This content was published: January 26, 2015. Phone numbers, email addresses, and other information may have changed.
Crowd jams gymnasium for 16th powwow
Photos and Story by James Hill
It’s hard to imagine that PCC’s annual celebration of Native American culture and tradition turned 16 this month.
The teen years haven’t taken anything away from the powwow, which featured drum groups and dancers from across the region, Native American crafts and food, activities for children, and raffle prizes. More than 1,000 visitors attended the event on Saturday, Jan. 17, at the Sylvania Campus.
For interim Sylvania Campus President Suzanne Johnson, it wasn’t her 16th powwow, but her first. Johnson came to PCC last summer to fill the Sylvania Campus president position on an interim basis. She had been the interim dean of the college and co-chair of the accreditation review committee for Dowling College in New York.
“A powwow is for the people,” she told the crowd. “For the people to come together, to celebrate their rich culture. To dance and to sing and to drum. To share the meaning of tradition, to learn from the elders, to build new friendships and to celebrate the success of young ones. One of the goals of this day centers on young people.

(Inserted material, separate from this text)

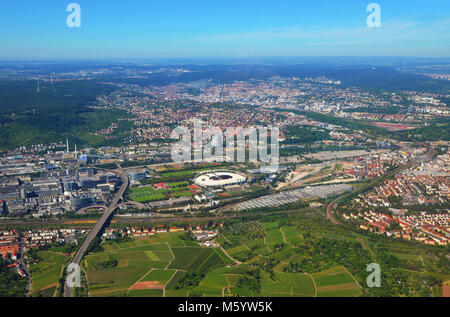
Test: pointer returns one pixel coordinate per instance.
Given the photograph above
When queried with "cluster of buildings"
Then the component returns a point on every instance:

Not only does Powwow enlighten visitors about Native American heritage, the event offers inspiration, fellowship and encouragement to Native American students at PCC as they work towards their goals in higher education.”
Proceeds from the powwow support the Native American Student Scholarship, which aims to increase access and retention of Native American students at PCC. Various raffles on the floor of the powwow raised additional fund for the scholarship. PCC President Jeremy Brown added that the day was one to preserve and honor Oregon’s rich Native American communities.
“It’s an event that brings together the Native community – and the many communities PCC serves – to celebrate beauty and spirit in a day here at the Sylvania Campus. Such diversity is the hallmark of community colleges in general – and PCC in particular,” he said. “The college is made up of students, staff and faculty who bring a remarkable array of cultures, histories and experiences with them to our campuses. These differences of perspective are critical tools for learning; they help us to understand more about our world and ourselves.